I admitted having seen the greater part of it.
"And you didn't protest? What's the world coming to? I see you've lost a little skin yourself. I hope you've not been breaking bounds and fighting?"
"He is a most impertinent man!" said Abdul Ali, trying to take his cue, and glowering at me. "He posed as a person interested in a school for El-Kerak, and afterward helped capture me by a trick!"
The Administrator frowned. It seemed I was going to be made the scape-goat. I did not care. I would not have taken a year of Sir Louis' pay for those two days and nights. When he spoke again I expected something drastic addressed to me, but I was wrong.
"An official apology is due to you, Sheikh Abdul Ali. Permit me to offer it, together with my profound regret for any slight personal inconvenience to which you may have been subjected in course of this—ah—entirely unauthorized piece of—ah— brigandage. I notice you have been bruised, too. You shall have the best medical attention at our disposal."
"That is not enough!" sneered Abdul Ali, throwing quite an attitude.
"I know it isn't. I was coming to that. An apology is also due to the French—our friends the French. I shall put it in writing, and ask you to convey it to Beirut to the French High Commissioner, with my compliments. I would send you by train, but you might be—ah—delayed at Damascus in that case. Perhaps Emir Feisal might detain you. There will be a boat going from Jaffa in two days' time. Two days will give you a chance to recover from the outrageous experience before we escort you to the coast. A first-class passage will be reserved for you by wire, and you will be put on board with every possible courtesy. You might ask the French High Commissioner to let me know if there is anything further he would like us to do about it. Now, I'll ring for a clerk to take you to the medical officer—under escort, so that you mayn't be subjected to further outrage or indignity. Good evening!"
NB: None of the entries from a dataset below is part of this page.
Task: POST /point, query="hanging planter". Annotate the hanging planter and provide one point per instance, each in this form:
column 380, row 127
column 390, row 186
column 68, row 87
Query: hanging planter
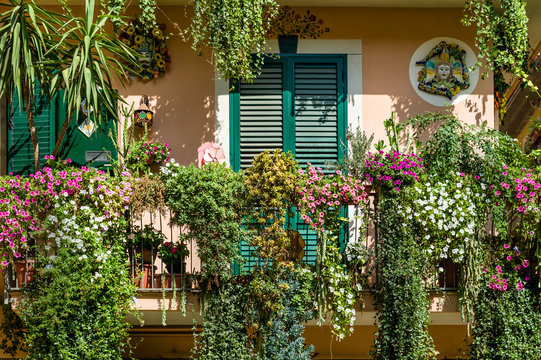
column 289, row 26
column 288, row 44
column 150, row 45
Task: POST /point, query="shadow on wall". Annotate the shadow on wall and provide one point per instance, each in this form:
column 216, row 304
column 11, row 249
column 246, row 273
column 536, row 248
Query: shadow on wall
column 183, row 104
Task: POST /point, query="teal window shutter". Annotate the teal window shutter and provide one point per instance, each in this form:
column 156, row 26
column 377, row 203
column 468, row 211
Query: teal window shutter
column 297, row 104
column 20, row 152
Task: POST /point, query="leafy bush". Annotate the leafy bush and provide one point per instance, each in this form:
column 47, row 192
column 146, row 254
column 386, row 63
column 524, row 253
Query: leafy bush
column 210, row 203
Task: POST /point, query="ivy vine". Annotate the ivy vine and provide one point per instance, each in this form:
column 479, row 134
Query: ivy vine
column 502, row 40
column 234, row 30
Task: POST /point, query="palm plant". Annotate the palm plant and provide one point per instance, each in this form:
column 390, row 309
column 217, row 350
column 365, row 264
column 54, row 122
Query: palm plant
column 24, row 33
column 86, row 56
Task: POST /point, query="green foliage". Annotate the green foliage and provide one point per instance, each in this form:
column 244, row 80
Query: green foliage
column 146, row 238
column 502, row 38
column 506, row 326
column 12, row 330
column 88, row 319
column 224, row 335
column 209, row 201
column 401, row 298
column 355, row 162
column 148, row 13
column 86, row 57
column 283, row 338
column 234, row 30
column 25, row 30
column 272, row 182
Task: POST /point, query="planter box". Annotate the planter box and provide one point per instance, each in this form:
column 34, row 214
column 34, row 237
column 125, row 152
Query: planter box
column 25, row 271
column 143, row 275
column 182, row 281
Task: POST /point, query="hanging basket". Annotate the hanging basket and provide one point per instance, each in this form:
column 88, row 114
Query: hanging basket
column 288, row 44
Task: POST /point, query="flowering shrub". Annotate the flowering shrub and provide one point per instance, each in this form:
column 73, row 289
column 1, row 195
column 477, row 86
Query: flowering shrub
column 323, row 196
column 446, row 214
column 47, row 194
column 145, row 153
column 172, row 253
column 507, row 274
column 393, row 171
column 516, row 204
column 75, row 217
column 209, row 202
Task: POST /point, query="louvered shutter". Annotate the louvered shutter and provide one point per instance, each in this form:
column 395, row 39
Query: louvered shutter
column 20, row 151
column 261, row 114
column 316, row 113
column 297, row 104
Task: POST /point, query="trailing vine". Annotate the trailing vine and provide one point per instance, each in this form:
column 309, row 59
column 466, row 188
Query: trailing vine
column 502, row 40
column 234, row 30
column 401, row 297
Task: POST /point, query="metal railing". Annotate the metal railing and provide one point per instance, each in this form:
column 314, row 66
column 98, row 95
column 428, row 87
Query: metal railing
column 150, row 273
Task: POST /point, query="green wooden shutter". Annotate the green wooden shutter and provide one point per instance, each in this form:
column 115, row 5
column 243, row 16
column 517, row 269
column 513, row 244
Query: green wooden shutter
column 97, row 150
column 316, row 110
column 20, row 152
column 260, row 115
column 298, row 104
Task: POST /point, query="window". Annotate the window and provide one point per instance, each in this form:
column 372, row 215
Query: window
column 297, row 104
column 49, row 117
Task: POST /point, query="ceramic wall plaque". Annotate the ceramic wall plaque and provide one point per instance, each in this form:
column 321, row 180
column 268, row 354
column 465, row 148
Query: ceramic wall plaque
column 440, row 71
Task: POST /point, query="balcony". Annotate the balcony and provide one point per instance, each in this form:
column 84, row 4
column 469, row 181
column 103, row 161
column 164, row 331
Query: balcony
column 157, row 280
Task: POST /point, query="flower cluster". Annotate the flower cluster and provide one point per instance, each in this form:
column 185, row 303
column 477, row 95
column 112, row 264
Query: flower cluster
column 446, row 213
column 518, row 194
column 173, row 253
column 153, row 52
column 288, row 22
column 145, row 153
column 63, row 196
column 323, row 196
column 506, row 275
column 393, row 171
column 146, row 238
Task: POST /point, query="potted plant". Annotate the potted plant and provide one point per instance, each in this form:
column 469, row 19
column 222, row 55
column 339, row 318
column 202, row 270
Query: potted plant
column 173, row 255
column 25, row 270
column 145, row 154
column 288, row 26
column 143, row 243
"Anything more for me?" asked Grim, as soon as Abdul Ali had been led away.
"Not tonight, Grim. Come and see me in the morning." Grim saluted. The Administrator looked at me—smiled mischievously.
"Have a good time?" he asked. "Don't neglect those scratches.
Good evening!"
No more. Not another word. He never did say another word to me about it, although I met him afterwards a score of times. You couldn't help but admire and like him.
Grim led the way up the tower stairs again, and we took a last look at El-Kerak. The moon was beginning to rise above the rim of the Moab Hills. The land beyond the Dead Sea was wrapped in utter silence. Over to the south-east you could make out one dot of yellow light, to prove that men lived and moved and had their being in that stillness. Otherwise, you couldn't believe it was real country. It looked like a vision of the home of dreams.
"Got anything to do tonight?" asked Grim. "Can you stay awake? I know where some Jews are going to play Beethoven in an upper room in the ancient city. Care to come?"